There is limited data on the number of single-parent households in Myanmar, but according to the 2014 census 7.4 percent of all households have a lone mother and child, while lone father and child households make up 1.7 percent. However, as noted by UNFPA, the census figures show only those households where women have been married, or are currently married. There is no data for single mothers who have never been married.
Slightly different data is shown in the 2015-16 Myanmar Demographic and Health Survey, conducted by the Ministry of Health and Sports, which found that 12.8 percent of children in Myanmar live with just their mother, while 2.2 percent live only with their father.
Aside from other challenges associated with being a single parent – including financial and emotional stress – many single mothers in Myanmar face the added issue of stigma.
Daw Kyin Win is a single mother of six children in Pakokku Township, Magway Region. She said she has faced many difficulties since she broke up with her husband more than 10 years ago, including stigma from the local community as well as attempted sexual assaults.
“It is not only me, but many single mothers face this kind of problem in their community,” she said.
But for Ma Ei Nyein, a single mother of one child also living in Pakokku, life has been much easier since she divorced her husband three years ago.
“It is easier to live without my husband because he never supported us and was an alcoholic,” she told Frontier. “Since the divorce, I have found it easier to live with my son.”
However, Ei Nyein acknowledged that many single mothers like her face criticism from people and also unwanted sexual advances from men.
“I want to live freely in our community; nobody should destroy our rights. Single mothers face big problems from men who are sexually interested in single mothers. I would like to say, please don’t do this to us.”
One thing that could help the situation for single mothers in Myanmar, according to Myat Thandar Thant from Myint Mo Metta, would be to make sex education mandatory in schools and local communities.
“Myanmar people are very critical of single mothers, but they don’t do anything to help the babies or their mothers. [Society] does not teach about sex education as well,” she told Frontier.
Dr Sid Naing, country director of Marie Stopes Myanmar, also advocated for comprehensive and mandatory sex education. He said that many single mothers are the results of their partners running away when they become pregnant, although there is a scarcity of data.
“Sex education is not only about having sex, but it is also important to look at the health and reproductive system, and protecting the body from infections,” said Sid Naing.

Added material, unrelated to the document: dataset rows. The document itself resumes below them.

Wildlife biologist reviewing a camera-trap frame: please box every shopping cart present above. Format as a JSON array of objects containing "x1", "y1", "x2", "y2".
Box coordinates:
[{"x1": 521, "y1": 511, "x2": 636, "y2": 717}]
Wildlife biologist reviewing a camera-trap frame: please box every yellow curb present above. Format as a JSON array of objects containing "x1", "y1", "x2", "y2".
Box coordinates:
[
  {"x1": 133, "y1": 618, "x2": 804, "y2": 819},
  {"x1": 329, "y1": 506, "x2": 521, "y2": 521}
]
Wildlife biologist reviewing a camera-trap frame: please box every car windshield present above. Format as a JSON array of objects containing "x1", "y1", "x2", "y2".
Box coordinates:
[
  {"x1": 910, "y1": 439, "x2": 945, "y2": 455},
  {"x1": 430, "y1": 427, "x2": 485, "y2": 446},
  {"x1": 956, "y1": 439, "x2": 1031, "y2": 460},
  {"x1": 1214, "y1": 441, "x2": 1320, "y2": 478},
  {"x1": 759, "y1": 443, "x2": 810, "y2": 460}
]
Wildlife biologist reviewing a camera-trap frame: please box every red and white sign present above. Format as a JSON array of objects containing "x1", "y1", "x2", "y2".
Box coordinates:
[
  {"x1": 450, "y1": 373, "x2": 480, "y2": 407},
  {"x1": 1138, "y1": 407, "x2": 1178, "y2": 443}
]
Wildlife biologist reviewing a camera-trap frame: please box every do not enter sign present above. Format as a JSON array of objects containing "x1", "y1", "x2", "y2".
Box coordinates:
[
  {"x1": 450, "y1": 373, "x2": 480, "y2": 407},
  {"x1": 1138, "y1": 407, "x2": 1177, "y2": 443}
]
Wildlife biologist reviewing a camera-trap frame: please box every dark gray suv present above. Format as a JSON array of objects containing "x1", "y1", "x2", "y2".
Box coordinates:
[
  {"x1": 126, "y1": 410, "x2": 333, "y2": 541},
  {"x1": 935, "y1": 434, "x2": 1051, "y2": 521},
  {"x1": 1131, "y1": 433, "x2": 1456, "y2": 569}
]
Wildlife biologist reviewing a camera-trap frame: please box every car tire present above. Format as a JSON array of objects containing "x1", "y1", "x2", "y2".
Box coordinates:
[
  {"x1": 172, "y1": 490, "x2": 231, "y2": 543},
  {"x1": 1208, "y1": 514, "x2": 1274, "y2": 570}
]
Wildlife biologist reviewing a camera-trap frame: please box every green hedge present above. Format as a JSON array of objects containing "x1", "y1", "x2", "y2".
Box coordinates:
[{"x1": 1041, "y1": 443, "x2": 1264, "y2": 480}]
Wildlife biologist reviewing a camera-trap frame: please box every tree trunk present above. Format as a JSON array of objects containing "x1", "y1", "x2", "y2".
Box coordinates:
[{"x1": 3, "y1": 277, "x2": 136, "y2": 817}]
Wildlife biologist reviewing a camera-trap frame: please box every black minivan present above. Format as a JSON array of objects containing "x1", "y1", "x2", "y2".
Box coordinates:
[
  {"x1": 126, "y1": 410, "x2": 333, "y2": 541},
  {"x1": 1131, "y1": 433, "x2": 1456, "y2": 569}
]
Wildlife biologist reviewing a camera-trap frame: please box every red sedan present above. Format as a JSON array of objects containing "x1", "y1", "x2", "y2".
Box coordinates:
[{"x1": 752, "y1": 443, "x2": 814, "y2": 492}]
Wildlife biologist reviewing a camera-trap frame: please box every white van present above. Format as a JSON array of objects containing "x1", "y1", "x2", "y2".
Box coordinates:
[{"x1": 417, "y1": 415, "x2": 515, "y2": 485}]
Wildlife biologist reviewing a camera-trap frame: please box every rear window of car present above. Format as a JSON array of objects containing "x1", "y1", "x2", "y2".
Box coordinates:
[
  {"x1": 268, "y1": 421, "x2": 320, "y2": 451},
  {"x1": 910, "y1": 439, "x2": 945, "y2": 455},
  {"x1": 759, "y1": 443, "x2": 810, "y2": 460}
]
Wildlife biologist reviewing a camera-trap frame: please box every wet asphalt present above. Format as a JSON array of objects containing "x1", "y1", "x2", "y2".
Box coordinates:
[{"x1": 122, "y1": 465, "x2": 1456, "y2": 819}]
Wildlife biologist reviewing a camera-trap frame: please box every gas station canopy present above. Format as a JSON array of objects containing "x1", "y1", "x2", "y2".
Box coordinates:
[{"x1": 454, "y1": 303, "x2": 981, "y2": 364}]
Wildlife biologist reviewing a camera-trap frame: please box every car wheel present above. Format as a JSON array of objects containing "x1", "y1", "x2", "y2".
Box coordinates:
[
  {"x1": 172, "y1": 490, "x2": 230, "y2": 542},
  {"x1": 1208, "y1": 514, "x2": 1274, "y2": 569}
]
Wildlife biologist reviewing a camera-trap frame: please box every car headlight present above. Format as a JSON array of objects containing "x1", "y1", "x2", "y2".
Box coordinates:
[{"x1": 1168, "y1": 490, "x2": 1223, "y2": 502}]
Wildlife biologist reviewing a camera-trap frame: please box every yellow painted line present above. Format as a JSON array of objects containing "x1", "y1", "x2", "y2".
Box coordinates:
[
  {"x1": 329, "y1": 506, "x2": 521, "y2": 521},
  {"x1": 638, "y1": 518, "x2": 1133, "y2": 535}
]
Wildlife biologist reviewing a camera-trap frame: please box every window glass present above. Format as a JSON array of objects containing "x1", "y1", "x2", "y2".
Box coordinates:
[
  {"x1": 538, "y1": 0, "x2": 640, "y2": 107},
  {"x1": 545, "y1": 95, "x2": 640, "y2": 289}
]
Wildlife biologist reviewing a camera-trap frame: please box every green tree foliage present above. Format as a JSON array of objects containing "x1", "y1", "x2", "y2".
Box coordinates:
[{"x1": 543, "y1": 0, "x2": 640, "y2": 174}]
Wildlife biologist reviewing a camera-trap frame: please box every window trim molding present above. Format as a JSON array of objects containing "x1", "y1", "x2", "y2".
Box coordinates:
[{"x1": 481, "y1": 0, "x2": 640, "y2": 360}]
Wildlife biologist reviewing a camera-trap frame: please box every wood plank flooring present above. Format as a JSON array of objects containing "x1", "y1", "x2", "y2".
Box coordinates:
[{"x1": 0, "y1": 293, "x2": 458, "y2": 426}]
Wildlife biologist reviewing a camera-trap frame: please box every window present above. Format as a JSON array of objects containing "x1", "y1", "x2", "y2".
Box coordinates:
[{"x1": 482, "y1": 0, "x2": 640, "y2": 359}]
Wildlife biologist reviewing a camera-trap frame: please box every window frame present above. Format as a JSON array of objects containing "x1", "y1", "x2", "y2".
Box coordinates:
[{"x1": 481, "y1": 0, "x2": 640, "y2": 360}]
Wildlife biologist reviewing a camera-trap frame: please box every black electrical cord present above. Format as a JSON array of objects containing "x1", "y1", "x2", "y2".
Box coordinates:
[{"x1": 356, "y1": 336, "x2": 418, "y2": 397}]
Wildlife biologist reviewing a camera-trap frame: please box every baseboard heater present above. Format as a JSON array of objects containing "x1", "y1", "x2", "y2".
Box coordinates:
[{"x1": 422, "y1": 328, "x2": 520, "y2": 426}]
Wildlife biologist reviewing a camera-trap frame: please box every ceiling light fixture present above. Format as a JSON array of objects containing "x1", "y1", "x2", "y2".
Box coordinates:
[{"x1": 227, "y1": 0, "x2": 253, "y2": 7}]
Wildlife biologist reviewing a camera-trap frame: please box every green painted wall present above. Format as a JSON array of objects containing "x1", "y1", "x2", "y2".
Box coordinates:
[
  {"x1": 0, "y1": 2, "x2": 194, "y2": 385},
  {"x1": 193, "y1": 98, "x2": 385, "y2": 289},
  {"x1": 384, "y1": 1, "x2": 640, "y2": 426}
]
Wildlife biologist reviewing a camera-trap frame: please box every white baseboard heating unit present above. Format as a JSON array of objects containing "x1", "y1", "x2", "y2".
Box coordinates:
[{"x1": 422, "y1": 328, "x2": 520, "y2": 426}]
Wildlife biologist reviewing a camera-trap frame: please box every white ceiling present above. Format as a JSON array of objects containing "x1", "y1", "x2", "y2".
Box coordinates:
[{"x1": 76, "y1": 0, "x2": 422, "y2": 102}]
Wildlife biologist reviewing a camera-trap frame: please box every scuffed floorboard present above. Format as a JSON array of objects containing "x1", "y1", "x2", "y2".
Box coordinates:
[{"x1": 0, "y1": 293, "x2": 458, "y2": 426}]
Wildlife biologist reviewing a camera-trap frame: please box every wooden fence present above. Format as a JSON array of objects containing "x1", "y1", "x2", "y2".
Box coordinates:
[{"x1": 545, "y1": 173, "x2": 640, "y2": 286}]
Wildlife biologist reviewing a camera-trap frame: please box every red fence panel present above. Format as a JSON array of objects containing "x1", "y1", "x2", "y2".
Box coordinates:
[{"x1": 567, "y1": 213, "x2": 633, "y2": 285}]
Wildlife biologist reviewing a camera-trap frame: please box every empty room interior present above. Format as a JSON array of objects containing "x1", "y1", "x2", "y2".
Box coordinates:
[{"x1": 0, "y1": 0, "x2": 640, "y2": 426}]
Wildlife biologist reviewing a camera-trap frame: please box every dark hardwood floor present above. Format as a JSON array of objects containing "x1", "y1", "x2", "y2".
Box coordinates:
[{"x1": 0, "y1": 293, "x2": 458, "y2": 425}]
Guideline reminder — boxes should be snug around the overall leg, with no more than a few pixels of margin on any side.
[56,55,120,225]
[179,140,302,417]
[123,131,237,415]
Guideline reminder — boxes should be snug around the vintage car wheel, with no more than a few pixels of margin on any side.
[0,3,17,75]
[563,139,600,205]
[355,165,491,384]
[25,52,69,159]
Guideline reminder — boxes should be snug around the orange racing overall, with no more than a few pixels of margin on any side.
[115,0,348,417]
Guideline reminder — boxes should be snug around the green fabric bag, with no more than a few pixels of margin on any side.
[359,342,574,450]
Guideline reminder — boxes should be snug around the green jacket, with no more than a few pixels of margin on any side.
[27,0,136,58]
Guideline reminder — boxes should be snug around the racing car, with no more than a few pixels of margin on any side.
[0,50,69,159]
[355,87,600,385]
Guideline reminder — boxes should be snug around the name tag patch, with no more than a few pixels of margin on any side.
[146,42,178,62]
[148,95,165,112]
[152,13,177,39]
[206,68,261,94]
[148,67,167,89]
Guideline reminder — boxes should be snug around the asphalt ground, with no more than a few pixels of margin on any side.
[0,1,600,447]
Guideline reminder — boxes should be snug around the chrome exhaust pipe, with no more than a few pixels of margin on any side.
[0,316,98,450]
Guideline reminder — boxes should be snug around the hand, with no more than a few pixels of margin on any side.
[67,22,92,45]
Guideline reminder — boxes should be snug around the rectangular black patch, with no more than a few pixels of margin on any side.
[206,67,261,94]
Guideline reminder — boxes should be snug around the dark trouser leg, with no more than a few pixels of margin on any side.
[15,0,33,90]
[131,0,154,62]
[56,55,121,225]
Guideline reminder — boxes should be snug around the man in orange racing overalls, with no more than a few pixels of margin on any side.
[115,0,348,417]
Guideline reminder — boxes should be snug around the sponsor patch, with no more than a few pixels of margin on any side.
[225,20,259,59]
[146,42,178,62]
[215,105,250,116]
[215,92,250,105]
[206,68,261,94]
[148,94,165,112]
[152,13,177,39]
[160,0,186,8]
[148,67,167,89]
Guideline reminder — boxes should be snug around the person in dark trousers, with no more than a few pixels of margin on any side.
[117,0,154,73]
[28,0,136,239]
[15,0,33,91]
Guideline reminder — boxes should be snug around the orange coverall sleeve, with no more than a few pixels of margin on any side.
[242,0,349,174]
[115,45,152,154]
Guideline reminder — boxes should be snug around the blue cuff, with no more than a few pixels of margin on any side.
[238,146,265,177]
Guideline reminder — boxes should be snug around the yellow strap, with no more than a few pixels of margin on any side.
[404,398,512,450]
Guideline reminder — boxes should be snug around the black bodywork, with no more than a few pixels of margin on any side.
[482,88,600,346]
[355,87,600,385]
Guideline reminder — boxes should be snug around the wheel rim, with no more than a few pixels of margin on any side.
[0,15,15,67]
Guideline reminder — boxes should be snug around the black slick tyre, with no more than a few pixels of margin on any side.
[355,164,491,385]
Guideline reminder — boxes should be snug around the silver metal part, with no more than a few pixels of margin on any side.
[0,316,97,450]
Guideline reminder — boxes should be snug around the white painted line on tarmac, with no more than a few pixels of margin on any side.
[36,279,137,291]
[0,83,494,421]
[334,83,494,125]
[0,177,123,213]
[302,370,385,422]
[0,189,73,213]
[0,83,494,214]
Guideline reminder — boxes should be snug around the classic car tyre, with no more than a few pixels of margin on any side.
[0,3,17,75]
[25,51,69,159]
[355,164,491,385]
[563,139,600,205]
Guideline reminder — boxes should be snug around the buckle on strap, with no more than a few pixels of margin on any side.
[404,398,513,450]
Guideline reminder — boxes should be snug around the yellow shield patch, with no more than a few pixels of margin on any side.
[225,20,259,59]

Sex education is technically included in Myanmar schools through a subject named “Bawa Atwatar” (For Life), but it is not compulsory and many teachers are too embarrassed to teach the topic, he said.
U Aung Myo Min, executive director of Equality Myanmar, said that sex education is crucial for the public, not only to help protect people’s health, but also in order to empower people to make their own life choices.
“We should be trying to help all of our citizens, including single mothers, to be able to live the life they choose in this country,” he said.